In cases involving a spousal will or Berliner Testament (Berlin will), the tax allowances of children who are entitled to inherit can potentially be wasted. A so-called “Supervermächtnis” (super legacy) can remedy this.
GRP Rainer Lawyers and Tax Advisors in Cologne, Berlin, Bonn, Düsseldorf, Frankfurt, Hamburg, Munich, Stuttgart and London - www.grprainer.com/en conclude: The aim of a joint spousal will or Berliner Testament is to ensure support for the surviving spouse after the death of the other spouse. In the case of a Berliner Testament, the spouses mutually appoint each other as their sole heirs and any children common to both of them generally as the final heirs.
The result is that one of the spouses will become the sole heir upon accrual of the other’s inheritance. Following the death of the second spouse, the estate goes to the children. While this kind of estate planning is common and makes sense in a lot of cases, it also has disadvantages. This is particularly true when a large fortune is passed on, as the children’s tax allowances are not used and it is possible for the estate to be taxed twice.

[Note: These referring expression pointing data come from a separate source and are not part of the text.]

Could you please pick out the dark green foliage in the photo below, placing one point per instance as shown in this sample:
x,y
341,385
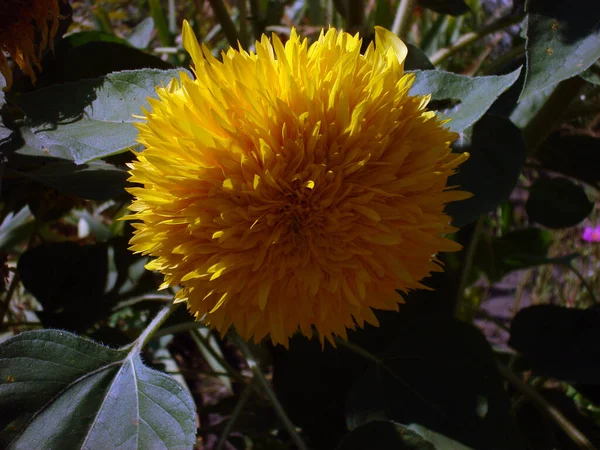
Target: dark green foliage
x,y
563,39
58,390
557,203
441,374
497,154
559,342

Spouses enjoy a tax allowance of 500,000 euros in the event of succession, whereas this figure amounts to 400,000 euros for children. If the husband dies and passes on assets to his wife as sole heir in the value of 600,000 euros, she will become liable for inheritance tax. If, following the death of the wife, these assets go to the children common to both spouses, inheritance tax will fall due for a second time because of the failure to make optimal use of the tax allowances in the first incidence of succession.

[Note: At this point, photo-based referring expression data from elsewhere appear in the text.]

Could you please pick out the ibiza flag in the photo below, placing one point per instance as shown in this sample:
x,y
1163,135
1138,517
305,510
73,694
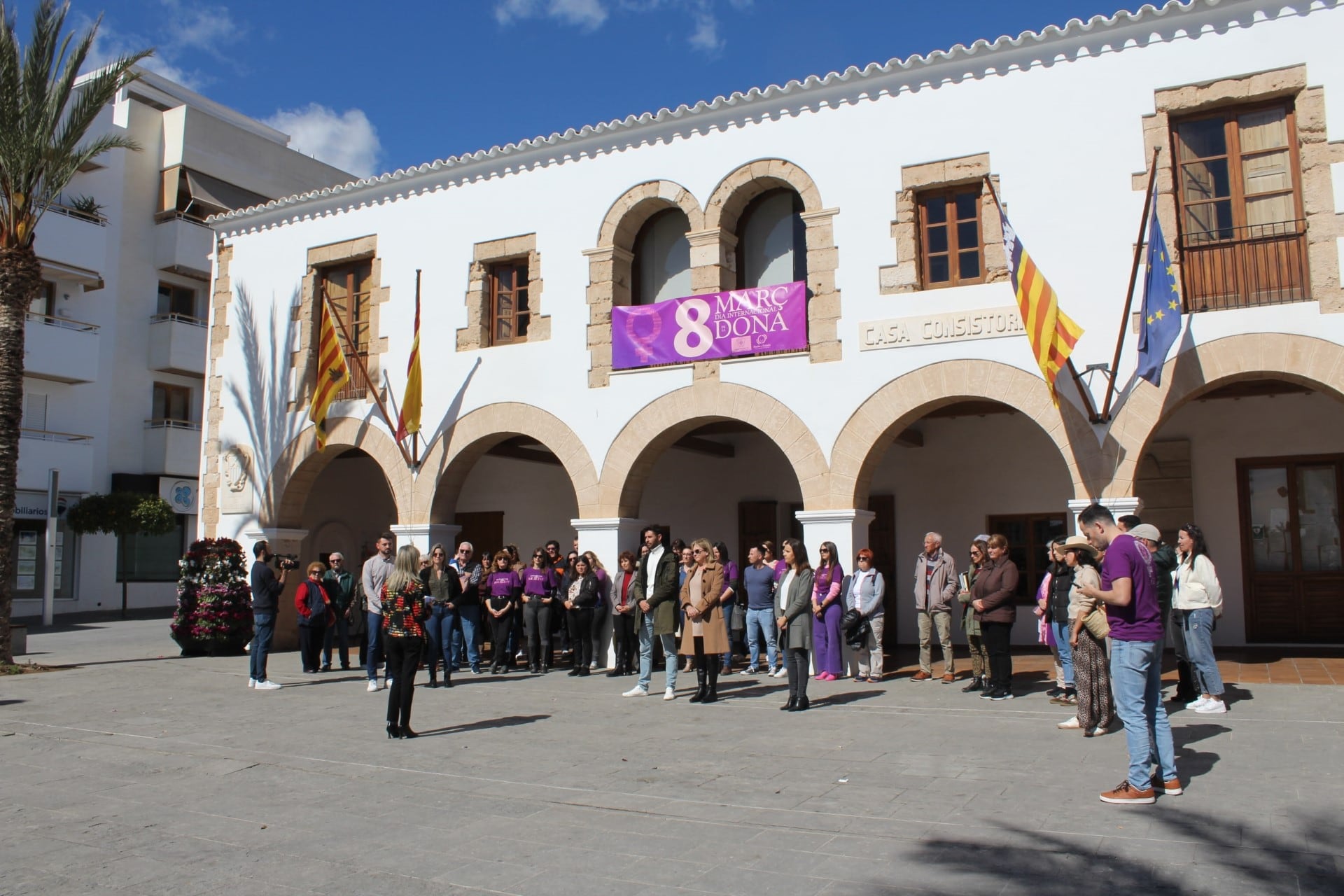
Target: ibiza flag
x,y
409,419
1051,332
1160,327
332,372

This can be avoided by means of a so-called “Supervermächtnis”. This enables spouses to specify in their joint will that the surviving partner and heir be free to determine when and to what extent the children shall inherit, which provides for creative leeway without putting the support for the surviving partner at risk.
Moreover, in cases involving a Berliner Testament, the binding effect of the testamentary disposition ought to be borne in mind. The will cannot be unilaterally altered by one of the spouses, even after the other one has passed away. This can also give rise to problems in practice, which is why it is advisable when drafting a will or contract of inheritance to consult lawyers who are competent in the field of succession law and able to review the consequences of the testamentary disposition as well as formulate the will in such a way as to preclude disputes from emerging among the heirs at a later date.